I've tried Item based distributed Recommender Job with 10M movielens dataset. Everything works fine. My question is that, while checking out the recommendations for users, I've seen that in the recommended items list there are items that are already rated by the user. To be more specific:

Let say a user with userid:4 has watched movies with the following ids:[123,543,234,567,324], then in the recommended list again 543 and 234 are present. I just looked Mahout in Action to understand the algorithm, I could not find a code segment that eliminates already rated items before it produces TopK list. Do I miss something, or is it normal that it recommends already rated items?

If it is normal is it possible to eliminate those items from candidate items?

P.S: Filtering out the recommendations after recommendations are produced is not an efficient for my case, since number of recommendations I want is 100 and after filtering for some users this number decreases to 30 etc.

Thanks in advance.

3

3 Answers

3
votes

The code has changed a lot since I first made it, and there are several RecommenderJobs, but originally there was a phase that added a "(user,item,NaN)" tuple to the final vector sum for all existing user-item pairs. This caused the sum to be NaN for all such user-item pairs and could be excluded from the result. It may not be in there anymore.

1
votes

I'm one of the authors of RecommenderJob. We have unit-tests that explicitly check that users are not recommended items they already know. If this really happens, it would be a serious bug. Can you give an example of input data where you see this happen?

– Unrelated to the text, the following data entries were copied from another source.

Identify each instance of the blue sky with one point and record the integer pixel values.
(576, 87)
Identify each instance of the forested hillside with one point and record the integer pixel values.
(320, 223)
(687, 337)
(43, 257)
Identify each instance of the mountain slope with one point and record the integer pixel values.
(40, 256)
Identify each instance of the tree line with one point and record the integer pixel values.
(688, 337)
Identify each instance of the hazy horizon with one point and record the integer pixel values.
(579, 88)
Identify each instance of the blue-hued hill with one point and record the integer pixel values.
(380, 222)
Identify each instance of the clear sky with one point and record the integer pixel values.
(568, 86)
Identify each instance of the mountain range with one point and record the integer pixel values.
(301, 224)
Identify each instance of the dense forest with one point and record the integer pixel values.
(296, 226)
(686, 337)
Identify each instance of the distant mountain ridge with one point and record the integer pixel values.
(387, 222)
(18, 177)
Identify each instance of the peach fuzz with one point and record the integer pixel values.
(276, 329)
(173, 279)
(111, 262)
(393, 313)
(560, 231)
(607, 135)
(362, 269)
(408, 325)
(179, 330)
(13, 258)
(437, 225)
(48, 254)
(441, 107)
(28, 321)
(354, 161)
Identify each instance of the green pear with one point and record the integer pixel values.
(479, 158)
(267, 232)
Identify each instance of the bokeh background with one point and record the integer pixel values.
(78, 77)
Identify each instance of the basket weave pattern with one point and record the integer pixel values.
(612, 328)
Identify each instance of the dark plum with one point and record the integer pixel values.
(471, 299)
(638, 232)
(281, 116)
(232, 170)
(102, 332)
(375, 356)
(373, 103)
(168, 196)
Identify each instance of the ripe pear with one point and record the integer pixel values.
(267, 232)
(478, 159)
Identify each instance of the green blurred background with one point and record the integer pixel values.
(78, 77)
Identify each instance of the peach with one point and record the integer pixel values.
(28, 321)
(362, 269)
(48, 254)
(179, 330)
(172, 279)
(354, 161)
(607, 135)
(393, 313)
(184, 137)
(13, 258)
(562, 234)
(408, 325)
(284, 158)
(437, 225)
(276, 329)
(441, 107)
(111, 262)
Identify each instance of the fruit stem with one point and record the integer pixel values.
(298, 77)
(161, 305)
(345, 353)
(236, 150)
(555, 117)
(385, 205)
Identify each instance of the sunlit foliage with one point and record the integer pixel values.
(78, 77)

It would also be better to move this discussion to the mahout mailinglist at https://cwiki.apache.org/confluence/display/MAHOUT/Mailing+Lists,+IRC+and+Archives

0
votes

In the source code of recommenderjob:

addOption("filterFile", "f", "File containing comma-separated userID,itemID pairs. Used to exclude the item from " + "the recommendations for that user (optional)", null);

I think it can solve your problem by feeding this file to the recommenderjob.